男子厨房に入るべからず。2006年2月27日
母に人形を作ってくれたのは養父の健太郎さんである。絵心があり手芸好きの養父の傍らで、母は自然に手芸の感覚を身につけたようだ。養父は紙縒り細工も得意で、タバコ入れからご飯のお櫃まで精緻に編み上げ漆仕上げして使っていた。だが養父の写真を見ると、任侠映画の若頭と言った精悍な風貌で、とても彼が手芸をしている姿は思い浮かばない。
その夫に反し、母の養母である祖母は料理裁縫一切出来ない人だった。それは幼くして母親をなくしたことからきている。その母親は有馬藩士の娘で女の鏡と言われる程きちんとした人だった。しかし、祖母が小学校へ上がる前に母親は病に伏してしまった。死期を悟ったその人は学校で使う学用品から裁縫道具、衣服まできちんと揃えて亡くなった。だが祖母は母親の遺志を解さず、好き放題に育ってしまった。祖母は気が強く悔やむ事などない人だった。だが一度だけ、母親がもう少し長生きしてくれたら違う人生を歩めたのに、と私に漏らした事があった。祖母は内心、野方図に育った自分を悔いていたようだ。
父親の甚平さんは妻の死後、後添いを貰った。しかし、その人が祖母を継子いじめしていることを知りすぐに離縁してしまった。それ以降、妻帯はしていない。それで祖母は男手一つでいい加減に育ってしまった。
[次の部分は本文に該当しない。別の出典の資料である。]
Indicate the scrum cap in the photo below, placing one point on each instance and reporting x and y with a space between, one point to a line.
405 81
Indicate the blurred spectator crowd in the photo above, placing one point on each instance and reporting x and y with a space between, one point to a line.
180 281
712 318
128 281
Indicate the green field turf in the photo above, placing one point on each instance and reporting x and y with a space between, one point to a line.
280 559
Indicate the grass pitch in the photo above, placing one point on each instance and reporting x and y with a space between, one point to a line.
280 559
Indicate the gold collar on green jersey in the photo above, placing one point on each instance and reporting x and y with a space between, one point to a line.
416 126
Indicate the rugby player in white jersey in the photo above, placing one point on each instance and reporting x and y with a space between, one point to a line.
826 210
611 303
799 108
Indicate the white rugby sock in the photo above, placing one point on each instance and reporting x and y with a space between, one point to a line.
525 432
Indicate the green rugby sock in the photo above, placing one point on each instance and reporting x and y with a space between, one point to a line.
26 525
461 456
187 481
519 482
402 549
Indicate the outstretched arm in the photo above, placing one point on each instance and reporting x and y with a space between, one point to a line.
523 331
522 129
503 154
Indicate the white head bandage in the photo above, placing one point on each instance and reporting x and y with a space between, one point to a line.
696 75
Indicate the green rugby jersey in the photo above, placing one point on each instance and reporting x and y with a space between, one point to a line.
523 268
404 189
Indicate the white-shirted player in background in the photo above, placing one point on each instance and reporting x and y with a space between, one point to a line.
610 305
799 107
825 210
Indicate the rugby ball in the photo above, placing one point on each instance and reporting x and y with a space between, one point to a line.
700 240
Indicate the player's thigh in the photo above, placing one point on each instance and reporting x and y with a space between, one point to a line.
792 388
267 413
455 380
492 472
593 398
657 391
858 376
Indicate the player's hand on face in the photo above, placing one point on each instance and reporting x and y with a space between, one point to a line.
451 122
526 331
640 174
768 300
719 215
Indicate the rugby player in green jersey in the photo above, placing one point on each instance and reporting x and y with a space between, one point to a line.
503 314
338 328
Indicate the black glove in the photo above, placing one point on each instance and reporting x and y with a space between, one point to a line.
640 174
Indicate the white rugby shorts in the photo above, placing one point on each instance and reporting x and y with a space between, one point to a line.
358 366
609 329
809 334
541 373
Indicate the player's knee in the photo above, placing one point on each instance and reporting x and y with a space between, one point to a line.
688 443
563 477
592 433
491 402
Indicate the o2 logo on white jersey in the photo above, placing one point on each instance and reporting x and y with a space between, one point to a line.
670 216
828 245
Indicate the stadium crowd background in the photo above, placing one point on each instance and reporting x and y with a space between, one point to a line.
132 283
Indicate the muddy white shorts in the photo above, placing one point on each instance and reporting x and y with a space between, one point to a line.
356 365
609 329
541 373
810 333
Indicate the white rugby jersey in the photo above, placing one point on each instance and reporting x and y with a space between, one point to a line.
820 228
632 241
母が料理を学んだのは甚平さんからである。写真の甚平さんは見るからに屈強である。母の話では86歳で死ぬまで一度も医者にかからず、歯は全部欠損無くそろっていて、死の寸前まで堅い食べ物を好んで食べていた。若い頃の西南の役では西郷軍に従って鹿児島の城山までついて行った程に血の気は多かった。だが母の思い出の中では、料理好きの優しい好々爺の姿ばかりである。
甚平さんは川漁が好きで、母をよく筑後川へ連れて行っては、川エビや泥鰌をとって料理してくれた。母は小さい頃に甚平さんから魚のさばき方を教わった。以前、母は小さなヌルヌルした泥鰌を実に器用にさばいて柳川鍋を作ってくれていた。
私が子供の頃、料理をしたり裁縫をしたりしていても、母は嬉しそうに眺めているだけで、「男子厨房に入るべからず」などと叱る事はなかった。今思うと、そのような環境に育ったからのようだ。